Your Own Initial Embeddings
Cleora generally handles embedding initialization on its own. However, it is possible that your relational data has some additional properties, which you want to use to enhance Cleora embeddings. For example, your products could have images or photos, which are represented with some embedding vectors obtained from methods such as SimCLR or CLIP. You can use these embeddings for initializing Cleora - this way, the Cleora embeddings will express not only behavioral relations, but also knowledge about image similarities.
Note 1: Initial embeddings can be given only to entities in Column 2 in the Input File.
Note 2: You can use any embedding dimension. Cleora will adjust.
Note 3: You can give initial embeddings only to SOME entities. Cleora will utilize the provided embeddings when available, and for other entities, it will initialize embeddings using its standard initialization method.
Option 1: .tsv file
Prepare a .tsv file in which the first column contains entity identifiers (corresponding to Column 2 in the Input File), and other columns contain embeddings.
>>> your_embedding_matrix.shape
(171002, 129)
# there are 171002 entity ids
# the embedding size is 128, the first column is the entity id
>>> np.savetxt("your_initial_embeddings.tsv", your_embedding_matrix, delimiter="\t")
Option 2: .npz file
- Pack your entity identifiers (corresponding to Column 2 in the Input File) into a Numpy array.

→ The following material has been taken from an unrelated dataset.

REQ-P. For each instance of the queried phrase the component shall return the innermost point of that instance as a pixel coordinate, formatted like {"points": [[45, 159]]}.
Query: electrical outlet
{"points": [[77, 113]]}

>>> your_entity_ids_arr.shape
(171002, )
# there are 171002 entity ids
- Pack your embeddings into a 2D Numpy matrix.
>>> your_embedding_matrix.shape
(171002, 128)
# the embedding size is 128
- Save the .npz file with appropriate array identifiers:
np.savez("your_initial_embeddings.npz", embeddings=your_embedding_matrix, entity_ids=your_entity_ids_arr)
IMPORTANT: your_entity_ids_arr
should correspond to your_embedding_matrix
and maintain the same ordering; the first entity ID from your_entity_ids_arr
will match the first row of your_embedding_matrix
.
Examples of Bad Initial Embeddings
Here are examples of some bad practices regarding initial embeddings:
- Embeddings with identifiers from Column 1 instead of Column 2. For example, if your Column 1 expresses users and Column 2 expresses products, then do not give embeddings for users. Give embeddings for products.
- Very small embeddings - this can happen when you have only a few parameters for your entities. Generally, embedding length should not be smaller than 128 for optimal performance.
- Embeddings from a poor set of properties or a poor text/image embedding method. The poor quality of initial embeddings will degrade the final quality.